Söz konusu silahların Türkiye içerisinde de PKK tarafından birçok kez Türk askerine karşı kullanıldığına işaret eden Yarar "Bu silahlarla yalnızca Afrin bölgesinde karşılaşmadık. Söz konusu silahlar, Türkiye´de özellikle Çukurca ve Şemdinli bölgelerinde kullanıldı. Bu silahlardan atılan güdümlü füzelerle çok sayıda şehit verdik, bir sürü yaralımız oldu. Daha sonra teröristlerle girilen çatışmalar sonucu da bu silahlar ele geçirildi" dedi.
Yarar "Bu silahlar ABD veya koalisyon güçleri üzerinden mi geliyor, bunun araştırmaları yapılıyordur. Türkiye, konunun muhataplarıyla muhtemelen bunlar görüntüleriyle beraber iletiliyordur" diye ekledi.
Emekli Korgeneral Erdoğan Karakuş ise, pek çok NATO ülkesinin PKK´ya 1984 yılından bu yana destek verdiğini vurgulayarak "Almanlar, Fransızlar, İtalyanlar PKK´yı 1984 yılından bu yana Amerikalılar kadar desteklediler. Bizim Harbiye´deki askeri müzemizde terörle ilgili bir bölümümüz var. O zamanlar PKK o el yapımı patlayıcıları yapamıyordu. O dönem binlerce mayın Almanya´dan, İtalya´dan, Fransa´dan ve bir çok yerden gelmişti. Biz bunları tespit ettik ve örneklerini de müzeye koyduk" dedi.

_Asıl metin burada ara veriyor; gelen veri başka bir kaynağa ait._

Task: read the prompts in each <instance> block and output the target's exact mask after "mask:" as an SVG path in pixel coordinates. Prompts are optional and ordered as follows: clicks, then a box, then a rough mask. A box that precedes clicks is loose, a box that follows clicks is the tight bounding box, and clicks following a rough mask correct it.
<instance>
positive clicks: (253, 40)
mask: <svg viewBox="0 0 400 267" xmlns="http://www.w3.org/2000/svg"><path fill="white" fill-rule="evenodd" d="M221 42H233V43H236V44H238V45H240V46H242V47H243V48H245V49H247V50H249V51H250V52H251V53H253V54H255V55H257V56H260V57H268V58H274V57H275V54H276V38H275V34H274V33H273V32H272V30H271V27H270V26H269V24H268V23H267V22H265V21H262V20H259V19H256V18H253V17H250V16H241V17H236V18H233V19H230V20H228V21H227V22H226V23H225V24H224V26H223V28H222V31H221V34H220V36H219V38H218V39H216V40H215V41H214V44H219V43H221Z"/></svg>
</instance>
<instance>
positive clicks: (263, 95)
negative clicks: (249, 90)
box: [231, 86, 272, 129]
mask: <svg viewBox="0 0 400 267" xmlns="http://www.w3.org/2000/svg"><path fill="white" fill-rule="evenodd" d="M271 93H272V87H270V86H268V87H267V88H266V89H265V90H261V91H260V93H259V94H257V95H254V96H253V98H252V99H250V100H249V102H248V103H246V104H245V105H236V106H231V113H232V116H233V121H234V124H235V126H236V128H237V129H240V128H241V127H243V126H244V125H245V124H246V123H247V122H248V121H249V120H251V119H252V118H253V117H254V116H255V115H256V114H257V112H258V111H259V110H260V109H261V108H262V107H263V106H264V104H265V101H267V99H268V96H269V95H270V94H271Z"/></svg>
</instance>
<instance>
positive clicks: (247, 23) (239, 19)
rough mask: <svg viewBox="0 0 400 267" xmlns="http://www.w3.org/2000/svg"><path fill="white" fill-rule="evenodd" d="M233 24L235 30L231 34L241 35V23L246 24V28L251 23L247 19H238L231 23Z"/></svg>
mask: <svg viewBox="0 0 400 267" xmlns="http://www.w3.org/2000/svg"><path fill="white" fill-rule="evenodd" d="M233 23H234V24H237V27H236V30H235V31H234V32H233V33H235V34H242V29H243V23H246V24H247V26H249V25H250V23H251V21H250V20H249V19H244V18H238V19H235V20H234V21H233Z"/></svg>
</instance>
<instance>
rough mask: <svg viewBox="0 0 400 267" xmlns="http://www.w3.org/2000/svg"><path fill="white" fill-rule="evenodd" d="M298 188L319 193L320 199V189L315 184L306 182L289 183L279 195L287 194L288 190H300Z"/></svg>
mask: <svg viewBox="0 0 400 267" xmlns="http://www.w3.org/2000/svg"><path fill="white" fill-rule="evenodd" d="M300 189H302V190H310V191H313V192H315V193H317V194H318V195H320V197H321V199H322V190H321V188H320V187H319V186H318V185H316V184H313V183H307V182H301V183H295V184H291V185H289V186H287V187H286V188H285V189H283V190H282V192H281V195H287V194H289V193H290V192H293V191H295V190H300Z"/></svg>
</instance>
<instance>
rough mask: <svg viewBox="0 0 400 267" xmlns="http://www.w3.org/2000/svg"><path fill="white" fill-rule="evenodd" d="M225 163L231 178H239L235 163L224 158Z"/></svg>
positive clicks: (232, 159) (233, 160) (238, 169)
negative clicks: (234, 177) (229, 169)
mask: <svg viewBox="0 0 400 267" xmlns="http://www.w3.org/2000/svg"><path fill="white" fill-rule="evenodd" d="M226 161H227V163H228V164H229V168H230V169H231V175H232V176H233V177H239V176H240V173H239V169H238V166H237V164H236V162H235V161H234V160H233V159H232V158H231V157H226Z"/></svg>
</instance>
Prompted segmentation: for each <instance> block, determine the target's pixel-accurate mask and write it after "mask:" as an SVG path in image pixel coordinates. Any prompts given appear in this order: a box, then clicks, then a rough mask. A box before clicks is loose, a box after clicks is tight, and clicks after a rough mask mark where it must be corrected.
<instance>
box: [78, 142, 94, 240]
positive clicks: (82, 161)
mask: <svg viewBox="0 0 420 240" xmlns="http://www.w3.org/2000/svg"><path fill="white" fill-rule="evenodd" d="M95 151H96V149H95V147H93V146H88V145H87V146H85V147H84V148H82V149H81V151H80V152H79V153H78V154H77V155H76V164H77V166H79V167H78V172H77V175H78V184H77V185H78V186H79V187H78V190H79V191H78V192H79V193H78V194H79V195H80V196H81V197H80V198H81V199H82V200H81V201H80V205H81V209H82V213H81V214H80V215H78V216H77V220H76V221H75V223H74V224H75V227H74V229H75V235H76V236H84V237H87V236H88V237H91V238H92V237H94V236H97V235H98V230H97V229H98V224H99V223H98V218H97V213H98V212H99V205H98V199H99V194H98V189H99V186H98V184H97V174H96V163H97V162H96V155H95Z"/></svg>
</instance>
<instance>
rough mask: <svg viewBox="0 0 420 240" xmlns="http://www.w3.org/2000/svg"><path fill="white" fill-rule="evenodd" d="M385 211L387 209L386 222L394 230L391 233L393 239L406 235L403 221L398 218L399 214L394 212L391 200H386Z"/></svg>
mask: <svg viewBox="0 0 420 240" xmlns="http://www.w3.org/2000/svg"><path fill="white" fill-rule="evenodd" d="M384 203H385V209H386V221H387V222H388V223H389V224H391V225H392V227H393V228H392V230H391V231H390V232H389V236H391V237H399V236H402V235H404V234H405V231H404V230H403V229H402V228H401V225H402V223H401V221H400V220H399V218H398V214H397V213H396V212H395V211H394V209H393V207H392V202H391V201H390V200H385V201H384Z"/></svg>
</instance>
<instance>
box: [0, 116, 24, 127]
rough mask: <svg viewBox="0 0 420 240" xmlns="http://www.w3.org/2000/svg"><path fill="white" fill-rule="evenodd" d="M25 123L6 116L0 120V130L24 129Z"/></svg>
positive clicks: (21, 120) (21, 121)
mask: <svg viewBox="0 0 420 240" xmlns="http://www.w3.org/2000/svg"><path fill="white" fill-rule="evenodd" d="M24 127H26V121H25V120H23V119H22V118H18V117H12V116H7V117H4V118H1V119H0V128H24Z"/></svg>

NATO ülkelerinin PKK´ya desteğinin 1984 yılından beri aralıksız olarak sürdüğüne işaret eden Karakuş " Bizim müttefiğimiz gözüken NATO ülkelerinin PKK´ya destekleri 1984 yılından beri devam ediyor. Bu ülkelerin teröre verdikleri destek, ülkelerin birbirlerine duydukları ihtiyaç ve çeşitli münasebetleri sebebiyle ön plana çıkmasa da, hep vardı. Ben 2003´te Genelkurmay Askeri Tarih ve Stratejik Etüt (ATASE) Başkanı oldum. O yıl müzede, Batılı ülkelerin PKK´ya sağladığı silahların örneklerinin sergilendiği bir bölüm ayırmaya karar verdik" diye konuştu.
Suriye´de yedi yıldır süren savaş süresince silahları bir bölgeden diğerine aktarmanın da kolay olduğuna işaret eden Karakuş "Üstelik bölge 6-7 yıldır bir kargaşa içerisinde. Afrin bölgesi daha önce ÖSO´nun elindeydi; daha sonra PYD´nin eline geçti. Bu esnada da oradan buradan buldukları silahları bölgeye taşıdılar. Türkiye, Fırat Kalkanı Harekâtı´nı gerçekleştirinceye kadar Suriye´nin kuzeyinde kimin nereye gittiğini takip etmeniz zaten mümkün değildi. Kaldı ki, IŞİD de zaman zaman PKK/PYD´yle iş birliği yaptı. Kısacası oraya silah götürmek getirmek çok zor değil. Rusya´nın oraya müdahalesi öncesi, oradaki havaalanı aracılığıyla inen silahlar kolayca örgüte ulaştı" ifadelerini kullandı.